Akibatnya timbul manipulasi data, misalnya orang tua peserta didik melakukan manipulasi data tempat tinggal agar dekat dengan sekolah yang ingin dituju karena dinilai unggulan atau favorit. Kasus berkurangnya jumlah peserta didik ini ternyata berdampak pula kepada jam mengajar guru yang berkurang karena siswa dan kelasnya sedikit. Dimana jumlah jam mengajar guru minimal 24 jam seminggu. Dengan demikian akan berdampak kepada sertifikasi, tunjangan dan honor para guru.
Adanya sistem zonasi menyulitkan bagi sekolah negeri yang lokasinya jauh dari perkampungan atau pemukiman penduduk untuk menerima siswa baru. Apalagi jika lokasi tersebut sulit mendapat akses transportasi. Jika ditinjau dari segi lokasi, sekolah negeri tidak tersebar secara merata jika dibandingkan dengan persebaran tempat tinggal calon siswa.
Kondisi ini merugikan calon peserta didik yang domisilinya relatif jauh dengan sekolah negeri di sekitarnya. Satu-satunya peluang lain bagi calon siswa tersebut untuk terdaftar di sekolah negeri adalah dengan mengejar kuota jalur prestasi yang paling banyak hanya 5 persen dari total kuota.
Tampaknya sistem zonasi membuat sekolah negeri kehilangan pamor akibat kalah bersaing dengan sekolah swasta. Kebanyakan orang tua lebih memilih menyekolahkan anaknya disekolah swasta yang fasilitas dan kualitasnya lebih mumpuni dibandingkan sekolah negeri.
Selain itu perbedaan infrastruktur dan fasilitas sekolah negeri dan swasta membuat orang tua rela mengeluarkan biaya lebih mahal karena ingin mendapatkan pendidikan yang berkualitas. Adanya anggapan sekolah negeri minim layanan dan fasilitas yang berkualitas membuat sekolah swasta lebih dilirik orang tua siswa. Akibatnya sekolah negeri semakin sepi peminat dan tertinggal.
Diakui atau tidak sistem pemerintahan yang berlandaskan ideologi kapitalisme saat ini sering kali menyodorkan solusi instan berasas manfaat tanpa memikirkan dampaknya pada masyarakat. Bermaksud ingin menyelesaikan masalah namun malah menambah masalah.

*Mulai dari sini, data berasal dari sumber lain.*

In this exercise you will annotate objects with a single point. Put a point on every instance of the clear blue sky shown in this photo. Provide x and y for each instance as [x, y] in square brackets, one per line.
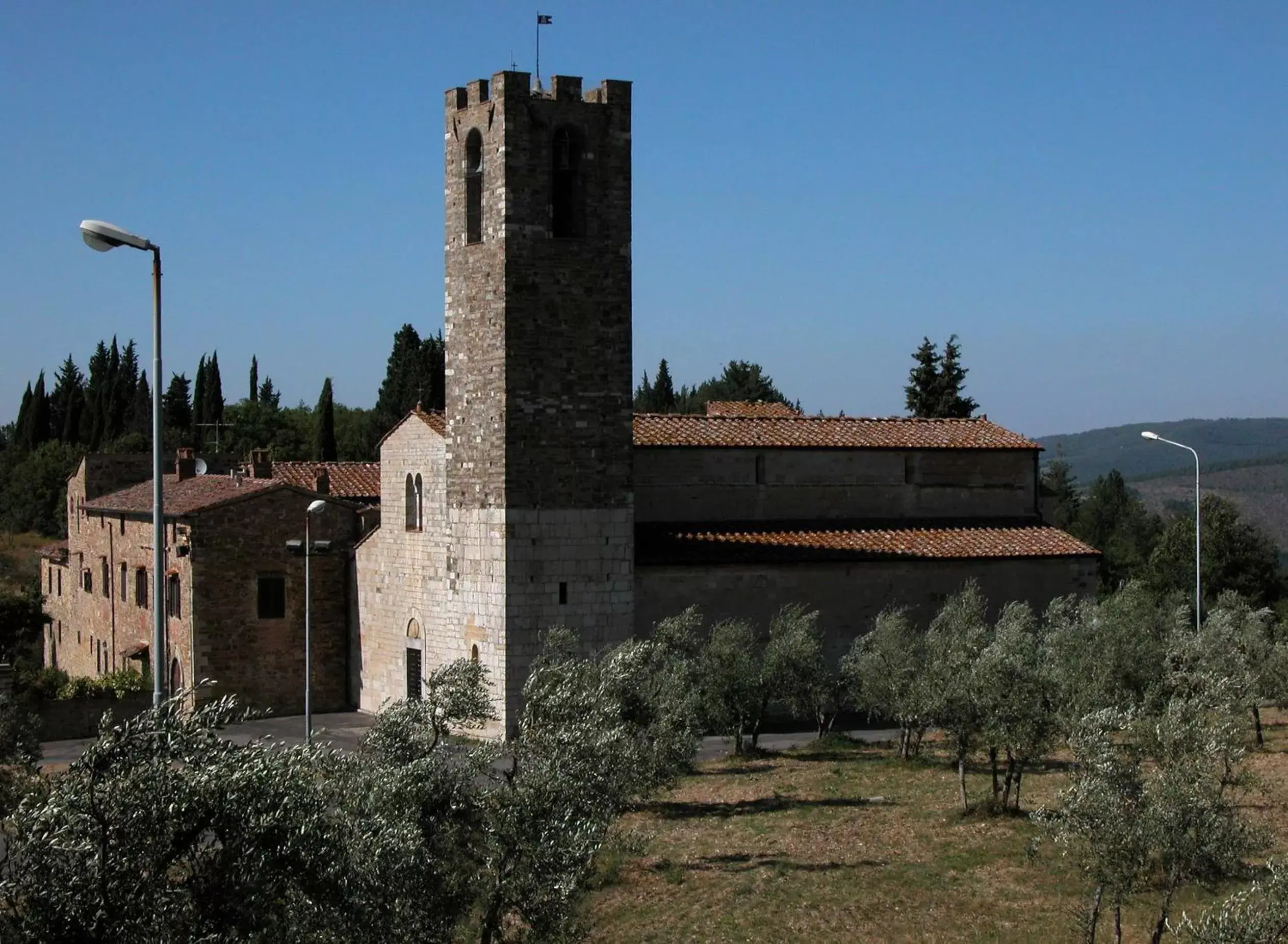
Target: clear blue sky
[1094, 196]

Maksud baik pemerintah ini sepertinya kurang memperhitungkan dampak dan efek jangka panjangnya. Masalah layanan pendidikan yang berkeadilan sejatinya bukan karena zonasi tetapi infra struktur pendidikan yang kurang merata. Jika pemerintah serius ingin layanan pendidikan yang berkeadilan terwujud dengan baik, mestinya menyelesaikan dulu akar masalahnya yakni memberikan fasilitas, sarana dan prasarana pendidikan yang memadai dan berkualitas dari kota hingga ke pelosok negeri.

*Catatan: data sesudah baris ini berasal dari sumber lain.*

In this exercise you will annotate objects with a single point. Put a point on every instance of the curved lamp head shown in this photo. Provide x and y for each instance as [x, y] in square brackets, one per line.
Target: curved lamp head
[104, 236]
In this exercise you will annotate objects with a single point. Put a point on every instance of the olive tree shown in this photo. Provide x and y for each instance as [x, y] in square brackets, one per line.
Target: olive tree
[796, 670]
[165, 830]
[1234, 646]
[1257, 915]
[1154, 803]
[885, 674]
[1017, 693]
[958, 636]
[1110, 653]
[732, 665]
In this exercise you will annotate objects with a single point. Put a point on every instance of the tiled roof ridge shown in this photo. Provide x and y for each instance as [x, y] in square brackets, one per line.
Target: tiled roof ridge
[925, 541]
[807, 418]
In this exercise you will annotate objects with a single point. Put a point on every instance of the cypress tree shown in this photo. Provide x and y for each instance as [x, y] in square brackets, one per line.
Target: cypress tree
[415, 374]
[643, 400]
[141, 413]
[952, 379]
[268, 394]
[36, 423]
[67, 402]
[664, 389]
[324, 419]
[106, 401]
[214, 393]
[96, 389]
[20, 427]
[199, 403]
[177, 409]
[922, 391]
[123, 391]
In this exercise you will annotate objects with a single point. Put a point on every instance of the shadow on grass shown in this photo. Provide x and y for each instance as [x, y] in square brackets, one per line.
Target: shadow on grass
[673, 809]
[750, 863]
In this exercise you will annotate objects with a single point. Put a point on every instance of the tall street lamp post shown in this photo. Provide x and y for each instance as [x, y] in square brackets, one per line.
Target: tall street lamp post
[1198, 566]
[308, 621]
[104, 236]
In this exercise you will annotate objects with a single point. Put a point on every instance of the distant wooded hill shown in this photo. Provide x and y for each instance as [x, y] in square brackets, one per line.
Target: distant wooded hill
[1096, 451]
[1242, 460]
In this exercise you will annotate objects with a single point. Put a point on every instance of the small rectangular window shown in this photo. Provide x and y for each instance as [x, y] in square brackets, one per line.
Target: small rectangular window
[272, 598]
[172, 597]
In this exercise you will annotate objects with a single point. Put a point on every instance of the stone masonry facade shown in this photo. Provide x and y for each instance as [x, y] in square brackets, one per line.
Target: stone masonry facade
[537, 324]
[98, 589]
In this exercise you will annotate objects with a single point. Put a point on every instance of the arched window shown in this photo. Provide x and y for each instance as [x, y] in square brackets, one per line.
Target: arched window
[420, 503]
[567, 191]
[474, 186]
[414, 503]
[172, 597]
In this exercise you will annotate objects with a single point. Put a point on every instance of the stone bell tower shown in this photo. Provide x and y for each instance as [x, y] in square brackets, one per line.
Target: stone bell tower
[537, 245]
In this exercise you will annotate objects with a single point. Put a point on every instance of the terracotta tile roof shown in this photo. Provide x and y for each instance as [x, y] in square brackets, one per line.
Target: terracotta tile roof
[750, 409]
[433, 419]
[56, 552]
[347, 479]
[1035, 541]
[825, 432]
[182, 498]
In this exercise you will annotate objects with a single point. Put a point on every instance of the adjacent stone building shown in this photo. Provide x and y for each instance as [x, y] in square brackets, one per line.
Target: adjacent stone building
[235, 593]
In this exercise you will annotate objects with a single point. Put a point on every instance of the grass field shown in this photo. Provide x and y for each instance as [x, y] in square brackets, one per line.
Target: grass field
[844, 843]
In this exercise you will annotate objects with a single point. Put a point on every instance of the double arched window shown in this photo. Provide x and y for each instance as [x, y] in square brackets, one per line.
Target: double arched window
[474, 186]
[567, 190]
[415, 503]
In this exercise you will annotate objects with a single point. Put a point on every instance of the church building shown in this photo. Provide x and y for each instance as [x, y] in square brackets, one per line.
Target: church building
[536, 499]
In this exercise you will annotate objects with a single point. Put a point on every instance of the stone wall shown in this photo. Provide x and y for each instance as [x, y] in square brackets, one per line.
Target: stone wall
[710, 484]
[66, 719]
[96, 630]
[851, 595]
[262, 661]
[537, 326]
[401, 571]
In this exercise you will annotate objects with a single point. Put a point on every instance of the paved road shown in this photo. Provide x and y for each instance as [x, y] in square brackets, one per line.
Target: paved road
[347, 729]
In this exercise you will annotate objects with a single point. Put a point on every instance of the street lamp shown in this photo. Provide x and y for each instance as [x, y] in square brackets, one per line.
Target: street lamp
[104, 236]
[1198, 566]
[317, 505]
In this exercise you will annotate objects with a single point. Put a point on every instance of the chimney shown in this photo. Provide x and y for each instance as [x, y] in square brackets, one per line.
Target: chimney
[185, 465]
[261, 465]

Dalam Islam pendidikan adalah tanggung jawab negara sepenuhnya dan ini merupakan kebutuhan dasar yang wajib dipenuhi oleh negara. Sehingga negara wajib mempersiapkan fasilitas pendidikan yang berkualitas serta gratis untuk seluruh rakyatnya. Serta memberikan penghidupan yang layak bagi para pengajar maupun kepada para pelajar.
Dengan demikian akan melahirkan generasi cerdas nan shalih dan berakhlak mulia. Sistem pendidikan Islam telah terbukti melahirkan generasi-generasi yang hebat, ilmuan, para mujtahid serta ulama termasyhur yang hingga kini masih menjadi rujukan oleh Barat.

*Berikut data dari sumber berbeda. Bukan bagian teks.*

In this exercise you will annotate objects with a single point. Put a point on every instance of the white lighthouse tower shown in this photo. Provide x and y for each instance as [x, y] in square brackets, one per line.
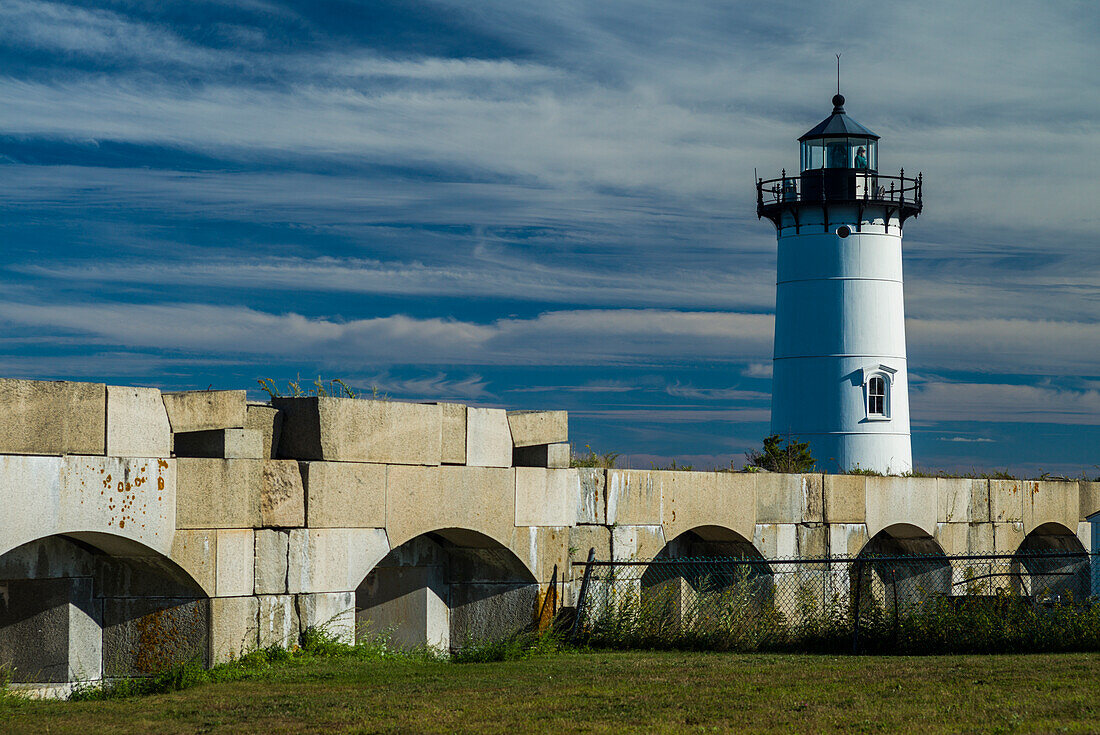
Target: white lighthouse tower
[839, 379]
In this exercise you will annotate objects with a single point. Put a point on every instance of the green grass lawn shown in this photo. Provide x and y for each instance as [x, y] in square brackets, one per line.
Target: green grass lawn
[612, 692]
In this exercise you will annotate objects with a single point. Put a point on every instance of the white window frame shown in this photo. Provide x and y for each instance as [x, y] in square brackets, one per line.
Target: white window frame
[887, 374]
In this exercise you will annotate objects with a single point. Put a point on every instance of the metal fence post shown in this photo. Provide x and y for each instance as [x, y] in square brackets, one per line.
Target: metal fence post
[582, 598]
[855, 623]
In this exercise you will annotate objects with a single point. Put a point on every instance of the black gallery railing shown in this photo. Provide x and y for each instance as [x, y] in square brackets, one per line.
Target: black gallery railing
[835, 185]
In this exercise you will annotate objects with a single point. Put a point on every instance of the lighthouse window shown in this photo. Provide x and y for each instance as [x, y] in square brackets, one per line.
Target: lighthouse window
[813, 155]
[837, 154]
[877, 396]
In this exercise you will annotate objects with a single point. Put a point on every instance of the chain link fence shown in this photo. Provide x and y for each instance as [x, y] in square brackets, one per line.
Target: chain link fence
[914, 604]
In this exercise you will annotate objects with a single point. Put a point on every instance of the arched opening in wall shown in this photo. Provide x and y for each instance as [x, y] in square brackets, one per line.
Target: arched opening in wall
[707, 579]
[81, 606]
[1052, 566]
[447, 589]
[901, 568]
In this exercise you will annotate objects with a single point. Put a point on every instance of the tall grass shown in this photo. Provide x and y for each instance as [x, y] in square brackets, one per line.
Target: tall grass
[743, 617]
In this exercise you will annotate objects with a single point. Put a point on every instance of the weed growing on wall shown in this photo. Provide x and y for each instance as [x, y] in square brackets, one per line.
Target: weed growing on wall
[334, 387]
[590, 458]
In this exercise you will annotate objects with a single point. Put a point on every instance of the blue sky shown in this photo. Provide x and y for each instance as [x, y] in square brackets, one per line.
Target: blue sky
[547, 206]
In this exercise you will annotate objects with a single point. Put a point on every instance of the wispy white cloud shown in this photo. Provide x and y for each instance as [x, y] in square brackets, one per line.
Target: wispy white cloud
[991, 402]
[569, 337]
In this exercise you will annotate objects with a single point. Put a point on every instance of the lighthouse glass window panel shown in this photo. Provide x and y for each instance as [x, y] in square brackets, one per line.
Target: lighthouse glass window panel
[836, 153]
[813, 154]
[877, 396]
[859, 153]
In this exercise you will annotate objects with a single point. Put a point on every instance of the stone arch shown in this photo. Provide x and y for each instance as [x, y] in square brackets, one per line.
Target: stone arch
[1052, 566]
[84, 605]
[710, 541]
[444, 589]
[691, 592]
[901, 567]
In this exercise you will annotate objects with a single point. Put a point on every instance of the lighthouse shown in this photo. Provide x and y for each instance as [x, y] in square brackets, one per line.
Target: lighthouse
[839, 379]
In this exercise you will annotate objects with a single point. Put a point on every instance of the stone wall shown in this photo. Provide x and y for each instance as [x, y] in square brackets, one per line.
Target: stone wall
[145, 528]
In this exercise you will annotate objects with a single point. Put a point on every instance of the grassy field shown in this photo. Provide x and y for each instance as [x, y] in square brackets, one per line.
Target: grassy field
[611, 692]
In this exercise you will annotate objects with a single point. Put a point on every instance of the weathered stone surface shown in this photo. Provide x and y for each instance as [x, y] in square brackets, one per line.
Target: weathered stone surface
[144, 636]
[272, 561]
[282, 495]
[591, 502]
[488, 438]
[47, 558]
[222, 443]
[955, 498]
[130, 497]
[953, 537]
[334, 612]
[1049, 502]
[268, 421]
[777, 540]
[33, 485]
[345, 494]
[980, 538]
[453, 450]
[196, 551]
[233, 627]
[726, 500]
[1008, 536]
[50, 631]
[846, 539]
[1090, 498]
[541, 548]
[52, 417]
[582, 538]
[1005, 501]
[546, 497]
[421, 500]
[278, 621]
[218, 493]
[845, 500]
[332, 559]
[356, 430]
[538, 427]
[634, 496]
[406, 604]
[812, 539]
[788, 497]
[235, 562]
[136, 423]
[549, 456]
[482, 612]
[201, 410]
[908, 501]
[636, 542]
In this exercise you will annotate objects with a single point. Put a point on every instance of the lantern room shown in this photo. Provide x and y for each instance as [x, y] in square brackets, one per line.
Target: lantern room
[839, 142]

Pendidikan berkeadilan dan berkualitas tidak akan pernah tercipta selama kurikulum sekuler masih menjadi landasan dalam pembentukan kepribadian generasi. Problematik pendidikan saat ini hanya bisa teratasi jika negara berani meninggalkan sistem kapitalisme sekularisme. Selanjutnya negara menerapkan syariat Islam secara menyeluruh sehingga tujuan pendidikan sebagai pencetak generasi cerdas dan bertakwa bisa terwujud sempurna. Wallahu alam bisshawab.